Romans
Jonathan Miller was never willing to accept that the Roman Empire had declined. How could this happen, he asked himself at breakfast, at lunch, during the night, when he could not sleep. How could such a military and organizational power such as the Romans have been beaten by savage Teutons and pre-Muslim sand soldiers from the North and East? So he went deeper into the matter, being sure that something must have been overseen by generations of historians, classicists, and archaeologists.
Jonathan’s interest for ancient times emerged during his childhood when he received as a gift from his mother an illustrated book about the Roman army. He showed it to his female Latin teacher, an old bat. All pupils trembled with her.
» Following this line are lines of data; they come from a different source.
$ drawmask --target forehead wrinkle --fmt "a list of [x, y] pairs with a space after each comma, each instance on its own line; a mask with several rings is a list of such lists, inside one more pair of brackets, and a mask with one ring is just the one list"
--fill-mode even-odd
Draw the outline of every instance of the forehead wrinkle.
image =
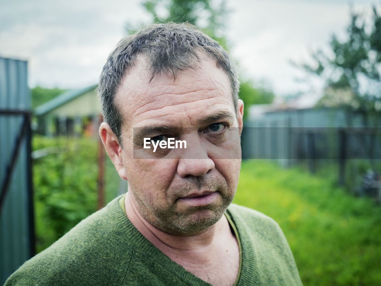
[[[132, 116], [141, 116], [141, 115], [143, 115], [143, 114], [144, 114], [145, 113], [147, 113], [147, 112], [158, 112], [158, 111], [159, 111], [162, 110], [163, 109], [165, 109], [166, 108], [167, 108], [167, 109], [168, 108], [173, 108], [174, 106], [181, 106], [182, 105], [184, 105], [184, 104], [187, 104], [188, 103], [191, 103], [192, 102], [196, 102], [196, 101], [200, 102], [200, 101], [205, 101], [205, 100], [208, 100], [211, 98], [210, 97], [210, 98], [204, 98], [203, 99], [197, 99], [196, 98], [196, 99], [194, 99], [194, 100], [190, 100], [189, 101], [187, 101], [186, 102], [180, 102], [180, 103], [175, 103], [174, 104], [172, 104], [171, 105], [165, 105], [164, 106], [163, 106], [162, 107], [160, 107], [160, 108], [155, 108], [154, 109], [149, 109], [149, 110], [147, 110], [147, 111], [144, 111], [144, 112], [142, 112], [141, 113], [140, 113], [140, 114], [137, 114], [137, 112], [138, 112], [142, 108], [143, 108], [144, 106], [146, 106], [146, 105], [147, 104], [153, 104], [153, 105], [154, 104], [155, 104], [155, 101], [154, 100], [153, 101], [149, 103], [147, 103], [147, 104], [145, 104], [143, 106], [142, 106], [141, 107], [140, 107], [139, 108], [138, 108], [132, 114]], [[204, 108], [209, 108], [211, 106], [204, 106], [203, 107]], [[185, 110], [185, 109], [184, 109], [184, 110]], [[179, 112], [179, 111], [174, 111], [174, 113], [178, 113]], [[168, 115], [168, 114], [165, 114], [164, 115], [165, 116], [165, 115]], [[160, 117], [161, 116], [158, 116], [157, 117]]]

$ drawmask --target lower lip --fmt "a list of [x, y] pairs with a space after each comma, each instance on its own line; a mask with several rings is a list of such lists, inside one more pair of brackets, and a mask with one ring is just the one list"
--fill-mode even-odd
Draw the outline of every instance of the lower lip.
[[217, 198], [217, 192], [215, 191], [204, 196], [199, 196], [193, 198], [181, 198], [179, 199], [189, 206], [197, 206], [211, 204], [216, 200], [216, 198]]

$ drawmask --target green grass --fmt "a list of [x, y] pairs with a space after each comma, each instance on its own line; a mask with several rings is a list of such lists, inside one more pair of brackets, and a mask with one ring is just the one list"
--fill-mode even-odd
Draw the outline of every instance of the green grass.
[[[96, 210], [97, 140], [35, 137], [34, 150], [62, 152], [33, 161], [36, 248], [44, 249]], [[106, 202], [120, 180], [107, 157]], [[381, 207], [336, 186], [337, 170], [312, 176], [269, 161], [242, 163], [234, 202], [274, 219], [284, 232], [305, 285], [381, 285]]]
[[[34, 150], [52, 146], [57, 147], [58, 153], [33, 161], [37, 253], [96, 211], [98, 207], [99, 142], [87, 138], [35, 136], [33, 138]], [[120, 180], [108, 156], [105, 165], [107, 203], [116, 196]]]
[[379, 285], [381, 208], [347, 194], [332, 177], [244, 161], [233, 201], [279, 223], [304, 284]]

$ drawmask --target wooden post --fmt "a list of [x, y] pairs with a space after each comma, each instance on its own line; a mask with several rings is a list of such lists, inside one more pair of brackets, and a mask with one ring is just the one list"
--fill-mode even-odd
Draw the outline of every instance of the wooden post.
[[307, 160], [308, 169], [311, 174], [314, 174], [316, 170], [316, 156], [315, 150], [315, 136], [312, 132], [307, 133]]
[[343, 129], [339, 130], [339, 185], [345, 183], [345, 159], [346, 157], [346, 134]]
[[[98, 122], [100, 125], [103, 121], [103, 117], [99, 115]], [[95, 122], [94, 122], [95, 125]], [[104, 206], [104, 147], [100, 137], [98, 136], [98, 209]]]

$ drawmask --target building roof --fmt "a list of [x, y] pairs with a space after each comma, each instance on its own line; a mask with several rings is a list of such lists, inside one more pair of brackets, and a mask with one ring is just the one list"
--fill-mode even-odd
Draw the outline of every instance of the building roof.
[[95, 84], [83, 88], [71, 89], [59, 95], [51, 100], [37, 106], [34, 111], [36, 115], [43, 115], [66, 103], [88, 92], [95, 90], [98, 85]]

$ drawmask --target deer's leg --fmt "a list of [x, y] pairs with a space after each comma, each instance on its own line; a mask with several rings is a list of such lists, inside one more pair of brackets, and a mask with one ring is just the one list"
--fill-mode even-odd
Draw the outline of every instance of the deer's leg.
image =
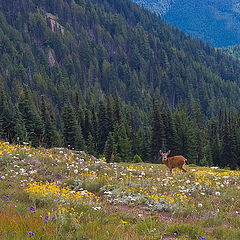
[[181, 169], [182, 169], [184, 172], [187, 172], [187, 170], [184, 168], [184, 165], [182, 165]]

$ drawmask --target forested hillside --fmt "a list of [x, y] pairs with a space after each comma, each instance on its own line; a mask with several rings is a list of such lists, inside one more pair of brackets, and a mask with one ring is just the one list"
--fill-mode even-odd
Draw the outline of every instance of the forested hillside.
[[129, 0], [2, 0], [0, 11], [3, 139], [239, 166], [238, 61]]
[[239, 43], [240, 4], [237, 0], [133, 1], [160, 14], [167, 23], [215, 47]]
[[222, 52], [240, 60], [240, 45], [229, 46], [221, 48]]

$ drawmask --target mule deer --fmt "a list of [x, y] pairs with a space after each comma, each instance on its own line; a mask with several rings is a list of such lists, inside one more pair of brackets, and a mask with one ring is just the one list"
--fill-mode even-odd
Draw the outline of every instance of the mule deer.
[[163, 153], [162, 150], [160, 150], [159, 152], [162, 155], [163, 164], [165, 164], [169, 168], [171, 173], [173, 168], [179, 168], [184, 172], [187, 172], [187, 170], [184, 168], [184, 165], [187, 162], [187, 159], [185, 157], [178, 155], [168, 158], [168, 155], [170, 154], [171, 150], [169, 150], [167, 153]]

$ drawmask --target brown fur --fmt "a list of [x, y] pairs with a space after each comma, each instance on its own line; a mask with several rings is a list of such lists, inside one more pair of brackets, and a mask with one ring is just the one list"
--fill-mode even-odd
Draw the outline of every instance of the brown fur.
[[165, 164], [168, 168], [169, 171], [172, 173], [173, 168], [179, 168], [183, 172], [187, 172], [187, 170], [184, 168], [184, 165], [187, 162], [187, 159], [183, 157], [182, 155], [177, 155], [174, 157], [167, 157], [170, 154], [170, 150], [167, 153], [163, 153], [160, 150], [160, 154], [162, 155], [162, 162]]

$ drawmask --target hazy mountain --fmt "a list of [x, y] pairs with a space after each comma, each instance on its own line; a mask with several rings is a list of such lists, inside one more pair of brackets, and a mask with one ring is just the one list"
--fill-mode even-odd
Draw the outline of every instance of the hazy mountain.
[[240, 42], [239, 0], [136, 1], [168, 23], [215, 47]]

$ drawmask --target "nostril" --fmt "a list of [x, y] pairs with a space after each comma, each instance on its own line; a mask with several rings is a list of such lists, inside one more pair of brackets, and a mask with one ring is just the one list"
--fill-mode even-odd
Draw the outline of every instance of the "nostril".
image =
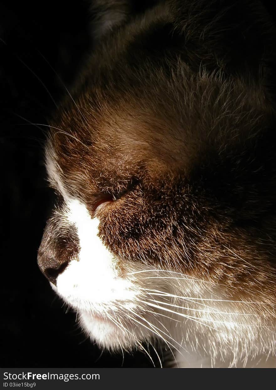
[[69, 261], [65, 261], [55, 268], [46, 268], [44, 269], [43, 273], [50, 282], [56, 285], [57, 278], [65, 269], [69, 262]]

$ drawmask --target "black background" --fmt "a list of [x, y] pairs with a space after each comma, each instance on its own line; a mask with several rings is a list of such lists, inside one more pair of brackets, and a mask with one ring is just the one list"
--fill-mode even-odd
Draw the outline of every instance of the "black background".
[[140, 353], [100, 357], [36, 263], [53, 194], [43, 166], [47, 128], [30, 122], [47, 124], [65, 93], [53, 69], [69, 87], [92, 50], [87, 9], [84, 0], [0, 2], [2, 367], [152, 366]]

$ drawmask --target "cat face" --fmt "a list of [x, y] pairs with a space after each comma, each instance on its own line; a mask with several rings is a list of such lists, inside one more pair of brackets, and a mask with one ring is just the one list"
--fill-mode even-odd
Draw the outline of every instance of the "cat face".
[[273, 112], [254, 69], [190, 59], [168, 4], [103, 42], [51, 124], [38, 263], [101, 346], [231, 366], [273, 348]]

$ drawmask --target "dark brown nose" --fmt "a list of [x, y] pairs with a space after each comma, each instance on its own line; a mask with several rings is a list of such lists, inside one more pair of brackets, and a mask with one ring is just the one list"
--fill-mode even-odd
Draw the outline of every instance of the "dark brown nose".
[[39, 250], [37, 264], [40, 270], [50, 282], [57, 285], [57, 278], [62, 273], [68, 264], [65, 259], [58, 261], [50, 254], [43, 253]]
[[41, 271], [57, 285], [57, 279], [80, 250], [76, 228], [65, 227], [60, 213], [55, 211], [47, 223], [37, 254]]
»Well,« said the bat, »that’s an interesting book, see here, the battle of Cannae.«
»Yes«, said Jonathan shivering, »50.000 Romans killed during one afternoon by Hannibal.«
»What if you give us a talk about that battle during one of the next lessons?« asked the bat. She exposed her vampire teeth.
»Ok«, said Jonathan, with a mouth dryer than a desert.
From that lesson on, Jonathan was called ›field marshal‹ by his classmates. They had no idea what »50,000 Romans killed during one afternoon« meant. But they also had no idea about the beauty of the fourth declension.
But the disastrous battle of Cannae, fought in 216 B.C., couldn’t be the reason for the decline of the Roman Empire 600 years later, Jonathan concluded. The Romans finally won the war against the Carthaginian Hannibal. They cut of his supplies, so that he didn’t have well-equipped troops anymore to fight additional genius battles. The reasons why the Romans lost against the Teutons 600 years later had to be hidden somewhere deeper in the history, and Jonathan, now being an adult, was determined to figure it out.